The factors in today's equation include a world population that is set to rise from seven billion to around 9.3 billion by mid-century and global warming that will outstrip the UN target of two degrees Celsius (3.6 degrees Fahrenheit).
The team determined that once 50-90 percent of small-scale ecosystems become altered, the entire eco-web tips over into a new state, characterised especially by species extinctions.
Once the shift happens, it cannot be reversed.
To support today's population, about 43 percent of Earth's ice-free land surface is being used for farming or habitation, according to the study.
On current trends, the 50 percent mark will be reached by 2025, a point the scientists said is worryingly close to the tipping point.
If that happened, collapse would entail a shocking disruption for the world's food supply, with bread-basket regions curtailed in their ability to grow corn, wheat, rice, fodder and other essential crops.
'It really will be a new world, biologically, at that point,' said lead author Anthony Barnosky, a professor of integrative biology at the University of California in Berkeley.
'The data suggests that there will be a reduction in biodiversity and severe impacts on much of what we depend on to sustain our quality of life, including, for example, fisheries, agriculture, forest products and clean water. This could happen within just a few generations.'
The authors stressed it was unclear when this feared tipover would happen, given blanks in knowledge about the phenomenon.

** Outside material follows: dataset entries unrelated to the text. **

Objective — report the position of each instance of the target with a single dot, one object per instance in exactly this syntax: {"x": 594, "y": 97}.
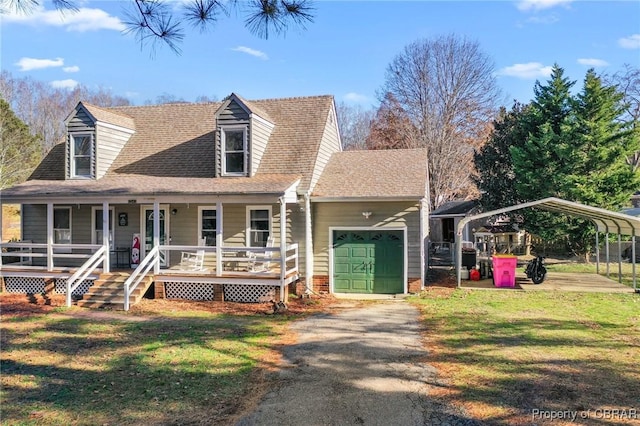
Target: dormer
{"x": 243, "y": 130}
{"x": 95, "y": 137}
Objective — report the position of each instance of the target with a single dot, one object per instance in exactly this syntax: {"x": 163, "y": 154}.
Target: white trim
{"x": 143, "y": 230}
{"x": 223, "y": 153}
{"x": 112, "y": 237}
{"x": 405, "y": 245}
{"x": 200, "y": 209}
{"x": 72, "y": 156}
{"x": 248, "y": 221}
{"x": 115, "y": 127}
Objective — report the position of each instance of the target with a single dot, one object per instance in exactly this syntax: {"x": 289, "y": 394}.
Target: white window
{"x": 62, "y": 225}
{"x": 81, "y": 148}
{"x": 258, "y": 225}
{"x": 96, "y": 226}
{"x": 207, "y": 222}
{"x": 234, "y": 151}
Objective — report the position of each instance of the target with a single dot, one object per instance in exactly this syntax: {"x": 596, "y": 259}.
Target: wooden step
{"x": 108, "y": 292}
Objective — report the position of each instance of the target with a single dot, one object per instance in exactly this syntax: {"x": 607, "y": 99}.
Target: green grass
{"x": 507, "y": 353}
{"x": 590, "y": 268}
{"x": 167, "y": 370}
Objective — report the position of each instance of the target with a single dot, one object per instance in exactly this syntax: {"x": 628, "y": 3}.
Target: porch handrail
{"x": 149, "y": 261}
{"x": 98, "y": 258}
{"x": 291, "y": 247}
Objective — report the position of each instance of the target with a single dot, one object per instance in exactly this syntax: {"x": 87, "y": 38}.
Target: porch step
{"x": 108, "y": 292}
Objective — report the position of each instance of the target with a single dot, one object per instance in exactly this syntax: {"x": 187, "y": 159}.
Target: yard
{"x": 164, "y": 362}
{"x": 505, "y": 354}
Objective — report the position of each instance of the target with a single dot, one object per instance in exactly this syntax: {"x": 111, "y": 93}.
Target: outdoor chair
{"x": 261, "y": 262}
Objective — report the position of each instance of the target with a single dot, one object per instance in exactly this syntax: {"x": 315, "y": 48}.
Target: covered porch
{"x": 200, "y": 243}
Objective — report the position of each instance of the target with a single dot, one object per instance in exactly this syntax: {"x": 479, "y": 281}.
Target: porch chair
{"x": 191, "y": 261}
{"x": 259, "y": 262}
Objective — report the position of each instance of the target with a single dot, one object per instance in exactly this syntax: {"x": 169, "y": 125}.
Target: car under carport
{"x": 606, "y": 222}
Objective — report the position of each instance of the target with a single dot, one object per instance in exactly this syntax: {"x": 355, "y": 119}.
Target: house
{"x": 235, "y": 200}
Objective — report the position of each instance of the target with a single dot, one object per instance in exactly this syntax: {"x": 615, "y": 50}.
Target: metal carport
{"x": 606, "y": 221}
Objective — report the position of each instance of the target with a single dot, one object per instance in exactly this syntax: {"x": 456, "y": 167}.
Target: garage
{"x": 368, "y": 261}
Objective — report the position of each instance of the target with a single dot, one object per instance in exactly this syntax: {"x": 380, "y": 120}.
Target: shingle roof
{"x": 178, "y": 140}
{"x": 400, "y": 173}
{"x": 111, "y": 117}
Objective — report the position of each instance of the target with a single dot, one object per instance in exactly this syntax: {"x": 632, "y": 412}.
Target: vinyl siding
{"x": 391, "y": 214}
{"x": 232, "y": 115}
{"x": 329, "y": 144}
{"x": 109, "y": 144}
{"x": 80, "y": 123}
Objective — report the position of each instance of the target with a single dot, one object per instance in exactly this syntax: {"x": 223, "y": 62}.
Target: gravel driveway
{"x": 363, "y": 365}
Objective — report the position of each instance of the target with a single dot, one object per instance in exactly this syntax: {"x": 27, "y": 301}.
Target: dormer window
{"x": 81, "y": 152}
{"x": 234, "y": 151}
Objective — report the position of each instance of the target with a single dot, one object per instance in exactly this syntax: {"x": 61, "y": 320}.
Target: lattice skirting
{"x": 24, "y": 285}
{"x": 61, "y": 287}
{"x": 249, "y": 293}
{"x": 188, "y": 291}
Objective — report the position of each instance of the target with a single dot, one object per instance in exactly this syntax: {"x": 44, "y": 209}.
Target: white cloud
{"x": 252, "y": 52}
{"x": 64, "y": 84}
{"x": 530, "y": 70}
{"x": 82, "y": 20}
{"x": 535, "y": 5}
{"x": 631, "y": 42}
{"x": 355, "y": 98}
{"x": 593, "y": 62}
{"x": 28, "y": 64}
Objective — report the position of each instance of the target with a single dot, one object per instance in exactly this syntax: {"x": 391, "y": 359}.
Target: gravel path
{"x": 360, "y": 366}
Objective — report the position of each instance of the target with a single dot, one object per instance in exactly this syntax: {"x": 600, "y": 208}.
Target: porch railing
{"x": 149, "y": 262}
{"x": 236, "y": 259}
{"x": 85, "y": 270}
{"x": 22, "y": 254}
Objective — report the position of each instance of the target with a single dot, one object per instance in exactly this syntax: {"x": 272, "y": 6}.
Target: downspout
{"x": 308, "y": 243}
{"x": 49, "y": 236}
{"x": 423, "y": 241}
{"x": 105, "y": 236}
{"x": 283, "y": 246}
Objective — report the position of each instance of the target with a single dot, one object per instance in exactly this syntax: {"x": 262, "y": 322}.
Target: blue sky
{"x": 344, "y": 52}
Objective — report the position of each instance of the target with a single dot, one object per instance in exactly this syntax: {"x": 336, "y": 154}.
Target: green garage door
{"x": 368, "y": 262}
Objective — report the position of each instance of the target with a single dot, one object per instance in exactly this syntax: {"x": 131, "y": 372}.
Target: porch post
{"x": 156, "y": 233}
{"x": 308, "y": 250}
{"x": 105, "y": 236}
{"x": 49, "y": 236}
{"x": 219, "y": 240}
{"x": 283, "y": 245}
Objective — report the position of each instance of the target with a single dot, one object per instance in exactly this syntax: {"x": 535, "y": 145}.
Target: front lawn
{"x": 505, "y": 354}
{"x": 174, "y": 365}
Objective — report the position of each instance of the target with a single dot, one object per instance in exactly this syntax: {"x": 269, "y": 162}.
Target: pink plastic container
{"x": 504, "y": 271}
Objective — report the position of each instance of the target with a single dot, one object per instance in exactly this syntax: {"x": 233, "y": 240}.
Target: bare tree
{"x": 392, "y": 127}
{"x": 447, "y": 88}
{"x": 44, "y": 108}
{"x": 354, "y": 123}
{"x": 159, "y": 21}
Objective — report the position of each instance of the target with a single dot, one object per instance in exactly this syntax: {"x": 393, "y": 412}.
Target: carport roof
{"x": 605, "y": 220}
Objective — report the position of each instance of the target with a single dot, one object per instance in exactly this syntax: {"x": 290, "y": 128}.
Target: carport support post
{"x": 633, "y": 262}
{"x": 606, "y": 242}
{"x": 597, "y": 252}
{"x": 619, "y": 258}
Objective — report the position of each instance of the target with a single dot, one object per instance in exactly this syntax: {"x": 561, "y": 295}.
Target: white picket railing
{"x": 150, "y": 261}
{"x": 98, "y": 258}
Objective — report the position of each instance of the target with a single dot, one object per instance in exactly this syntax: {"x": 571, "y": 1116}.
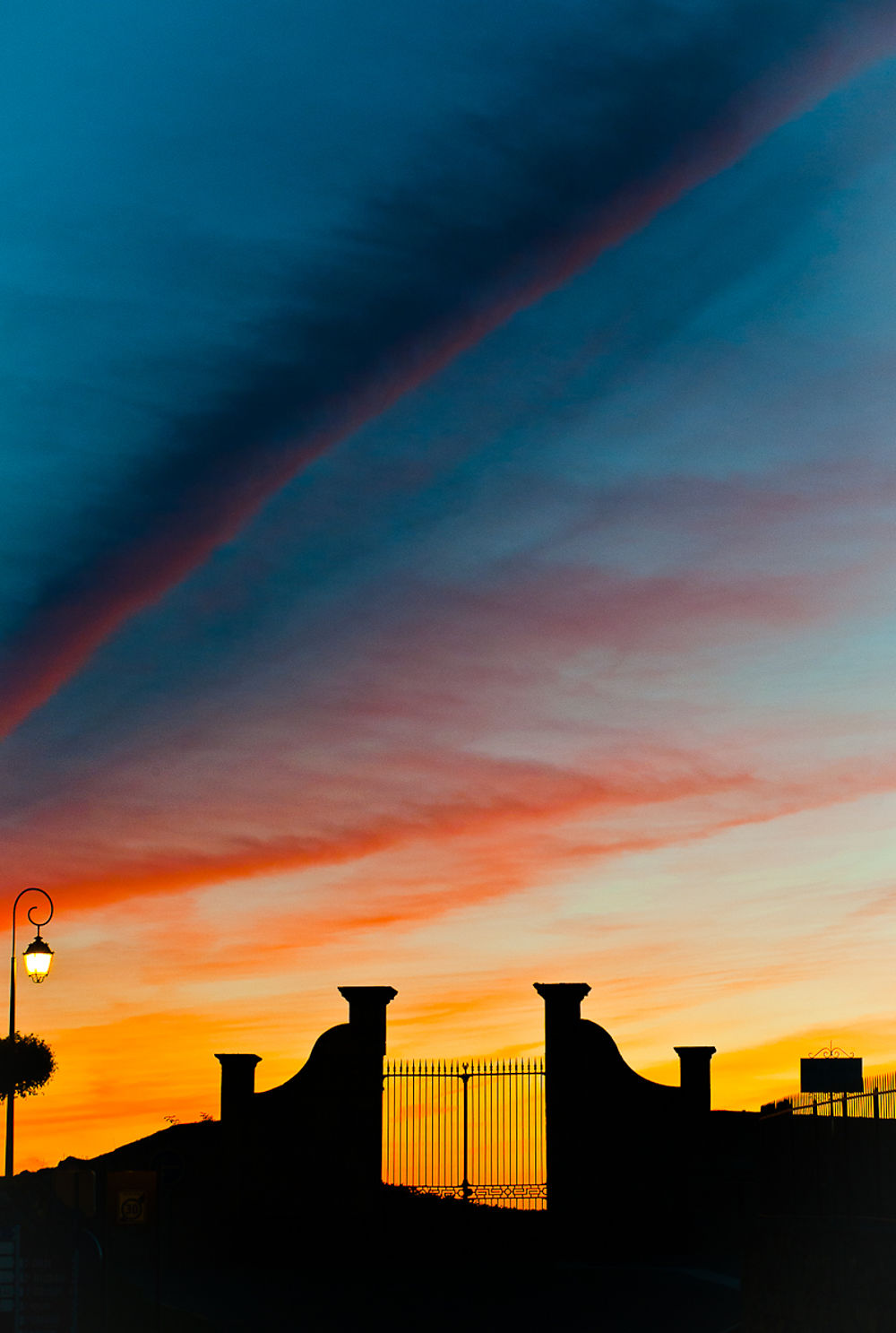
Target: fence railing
{"x": 877, "y": 1102}
{"x": 471, "y": 1130}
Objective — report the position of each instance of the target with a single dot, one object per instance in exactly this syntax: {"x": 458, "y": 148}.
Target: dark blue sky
{"x": 447, "y": 478}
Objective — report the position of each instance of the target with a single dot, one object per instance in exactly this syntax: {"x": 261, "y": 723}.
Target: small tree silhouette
{"x": 26, "y": 1065}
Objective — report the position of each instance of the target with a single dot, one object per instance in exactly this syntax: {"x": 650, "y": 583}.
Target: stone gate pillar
{"x": 695, "y": 1078}
{"x": 563, "y": 1100}
{"x": 366, "y": 1024}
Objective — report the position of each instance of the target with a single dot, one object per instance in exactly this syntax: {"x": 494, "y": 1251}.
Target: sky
{"x": 447, "y": 533}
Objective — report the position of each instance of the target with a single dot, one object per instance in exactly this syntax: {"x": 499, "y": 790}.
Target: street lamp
{"x": 38, "y": 958}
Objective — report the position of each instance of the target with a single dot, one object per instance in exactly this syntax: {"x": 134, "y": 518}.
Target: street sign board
{"x": 831, "y": 1073}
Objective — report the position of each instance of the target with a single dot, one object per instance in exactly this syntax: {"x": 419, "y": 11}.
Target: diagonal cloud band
{"x": 588, "y": 156}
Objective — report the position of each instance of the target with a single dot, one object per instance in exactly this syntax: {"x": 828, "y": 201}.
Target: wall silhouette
{"x": 635, "y": 1165}
{"x": 319, "y": 1135}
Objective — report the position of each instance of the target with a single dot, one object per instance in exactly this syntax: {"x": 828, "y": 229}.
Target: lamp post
{"x": 38, "y": 958}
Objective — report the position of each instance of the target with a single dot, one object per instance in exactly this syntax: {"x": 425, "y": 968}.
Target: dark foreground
{"x": 417, "y": 1262}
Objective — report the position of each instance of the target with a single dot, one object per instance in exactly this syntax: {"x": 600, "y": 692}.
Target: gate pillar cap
{"x": 372, "y": 995}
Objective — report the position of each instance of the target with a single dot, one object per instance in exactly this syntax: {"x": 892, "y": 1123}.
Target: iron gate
{"x": 469, "y": 1130}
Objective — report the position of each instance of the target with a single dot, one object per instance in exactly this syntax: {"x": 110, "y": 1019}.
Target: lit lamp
{"x": 38, "y": 958}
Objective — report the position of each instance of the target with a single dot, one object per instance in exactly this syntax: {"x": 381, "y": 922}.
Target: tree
{"x": 26, "y": 1065}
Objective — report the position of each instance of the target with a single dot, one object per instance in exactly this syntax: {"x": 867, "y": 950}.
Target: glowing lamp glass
{"x": 38, "y": 958}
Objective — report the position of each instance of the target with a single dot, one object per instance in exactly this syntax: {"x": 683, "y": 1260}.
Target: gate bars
{"x": 469, "y": 1130}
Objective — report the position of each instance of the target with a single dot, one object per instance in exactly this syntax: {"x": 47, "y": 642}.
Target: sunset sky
{"x": 448, "y": 508}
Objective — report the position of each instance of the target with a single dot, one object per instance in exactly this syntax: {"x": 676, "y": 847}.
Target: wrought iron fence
{"x": 469, "y": 1130}
{"x": 877, "y": 1102}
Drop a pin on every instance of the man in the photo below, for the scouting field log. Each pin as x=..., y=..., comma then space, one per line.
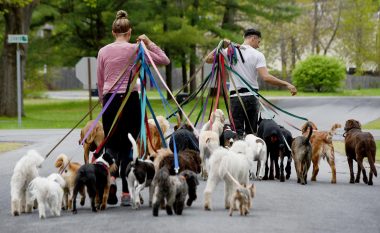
x=250, y=65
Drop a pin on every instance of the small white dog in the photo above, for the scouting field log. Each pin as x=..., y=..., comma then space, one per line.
x=259, y=154
x=237, y=161
x=217, y=119
x=48, y=191
x=208, y=142
x=24, y=172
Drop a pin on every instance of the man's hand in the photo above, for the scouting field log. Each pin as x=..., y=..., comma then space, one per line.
x=292, y=89
x=145, y=39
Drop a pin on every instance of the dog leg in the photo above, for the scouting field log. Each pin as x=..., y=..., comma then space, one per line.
x=357, y=180
x=350, y=165
x=315, y=169
x=360, y=164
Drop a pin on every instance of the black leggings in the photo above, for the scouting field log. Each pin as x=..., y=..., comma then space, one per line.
x=251, y=104
x=118, y=144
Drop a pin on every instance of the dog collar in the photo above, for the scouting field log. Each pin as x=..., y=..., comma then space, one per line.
x=100, y=160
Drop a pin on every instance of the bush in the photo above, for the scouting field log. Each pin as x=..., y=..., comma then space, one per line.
x=319, y=73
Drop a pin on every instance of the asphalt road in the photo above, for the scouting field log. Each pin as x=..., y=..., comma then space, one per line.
x=279, y=207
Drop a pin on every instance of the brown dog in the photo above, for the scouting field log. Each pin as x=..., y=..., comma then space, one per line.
x=301, y=153
x=68, y=170
x=93, y=140
x=359, y=145
x=323, y=147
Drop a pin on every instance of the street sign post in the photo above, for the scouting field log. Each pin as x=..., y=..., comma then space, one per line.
x=18, y=39
x=85, y=71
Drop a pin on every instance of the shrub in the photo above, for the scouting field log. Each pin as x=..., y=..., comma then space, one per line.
x=319, y=73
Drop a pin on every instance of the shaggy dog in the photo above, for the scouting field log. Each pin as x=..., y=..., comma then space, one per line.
x=301, y=152
x=323, y=147
x=23, y=173
x=237, y=161
x=68, y=170
x=216, y=122
x=172, y=189
x=274, y=138
x=259, y=154
x=228, y=136
x=48, y=191
x=187, y=160
x=96, y=177
x=359, y=145
x=93, y=140
x=208, y=142
x=139, y=174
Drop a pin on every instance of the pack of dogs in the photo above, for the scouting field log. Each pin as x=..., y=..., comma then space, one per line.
x=216, y=156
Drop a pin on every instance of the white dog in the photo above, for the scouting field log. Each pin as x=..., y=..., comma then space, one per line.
x=217, y=119
x=259, y=154
x=48, y=191
x=237, y=161
x=208, y=142
x=24, y=172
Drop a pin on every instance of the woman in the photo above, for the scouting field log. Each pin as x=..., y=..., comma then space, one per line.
x=112, y=59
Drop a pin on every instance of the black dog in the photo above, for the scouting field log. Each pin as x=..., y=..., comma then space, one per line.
x=286, y=153
x=273, y=136
x=96, y=177
x=184, y=138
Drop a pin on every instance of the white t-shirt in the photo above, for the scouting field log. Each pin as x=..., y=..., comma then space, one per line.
x=253, y=59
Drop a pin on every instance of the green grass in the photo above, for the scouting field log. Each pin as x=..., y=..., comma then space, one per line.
x=373, y=124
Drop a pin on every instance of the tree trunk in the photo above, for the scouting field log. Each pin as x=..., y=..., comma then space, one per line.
x=17, y=21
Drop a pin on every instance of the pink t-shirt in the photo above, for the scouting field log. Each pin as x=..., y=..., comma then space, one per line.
x=113, y=58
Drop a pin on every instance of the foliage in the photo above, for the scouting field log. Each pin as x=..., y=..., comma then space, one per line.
x=319, y=73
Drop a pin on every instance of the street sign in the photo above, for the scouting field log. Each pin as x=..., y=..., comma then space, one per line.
x=86, y=69
x=17, y=38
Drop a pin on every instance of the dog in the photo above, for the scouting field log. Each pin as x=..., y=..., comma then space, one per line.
x=259, y=154
x=275, y=141
x=301, y=152
x=154, y=142
x=286, y=152
x=172, y=189
x=187, y=160
x=237, y=161
x=323, y=147
x=358, y=145
x=139, y=174
x=216, y=122
x=68, y=170
x=24, y=172
x=96, y=178
x=208, y=142
x=184, y=137
x=94, y=139
x=228, y=136
x=48, y=191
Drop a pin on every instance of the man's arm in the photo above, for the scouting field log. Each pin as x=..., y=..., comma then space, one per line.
x=268, y=78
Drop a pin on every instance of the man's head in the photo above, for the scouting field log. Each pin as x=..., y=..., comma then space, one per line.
x=252, y=37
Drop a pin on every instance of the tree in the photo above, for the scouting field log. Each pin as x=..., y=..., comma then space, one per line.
x=17, y=19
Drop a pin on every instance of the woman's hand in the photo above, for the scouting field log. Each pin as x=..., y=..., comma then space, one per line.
x=145, y=39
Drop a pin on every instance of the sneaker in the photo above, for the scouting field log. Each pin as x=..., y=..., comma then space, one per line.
x=125, y=200
x=112, y=198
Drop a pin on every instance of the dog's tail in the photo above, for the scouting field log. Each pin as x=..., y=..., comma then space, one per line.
x=61, y=161
x=134, y=147
x=371, y=157
x=310, y=132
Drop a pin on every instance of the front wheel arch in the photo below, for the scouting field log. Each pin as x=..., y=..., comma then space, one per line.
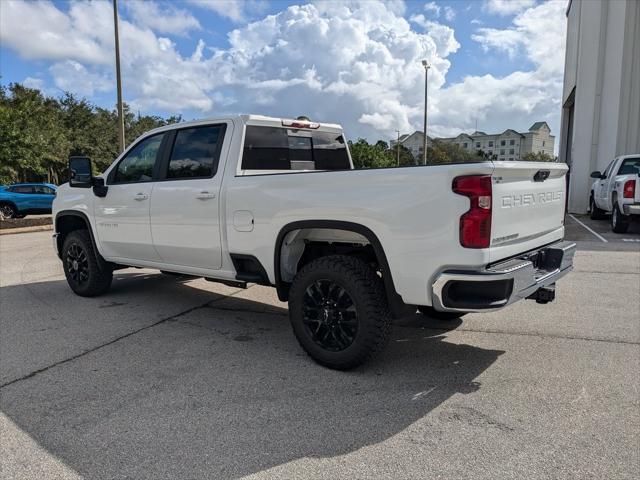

And they said there were plenty of solutions -- such as ending unsustainable patterns of growth and resource waste -- that mean it is not inevitable.
'In a nutshell, humans have not done anything really important to stave off the worst because the social structures for doing something just aren't there,' said Arne Mooers, a professor of biodiversity at Simon Fraser University in Canada's British Columbia.
'My colleagues who study climate-induced changes through the Earth's history are more than pretty worried,' he said in a press release. 'In fact, some are terrified.'
Past shifts examined in the study included the end of the last Ice Age, between 14,000 and 11,000 years ago, and five species mass extinctions which occurred around 443 million, 359 million, 251 million, 200 million and 65 million years ago.
Earth today is vulnerable to fast change because of the growing connectedness between ecosystems, voracious use of resources and an unprecedented surge in greenhouse gases, the authors concluded.
In a report on Wednesday issued ahead of the 'Rio+20' summit, the UN Environment Programme (UNEP) warned that burgeoning populations and unsustainable patterns of growth were driving Earth towards 'unprecedented' eco-damage.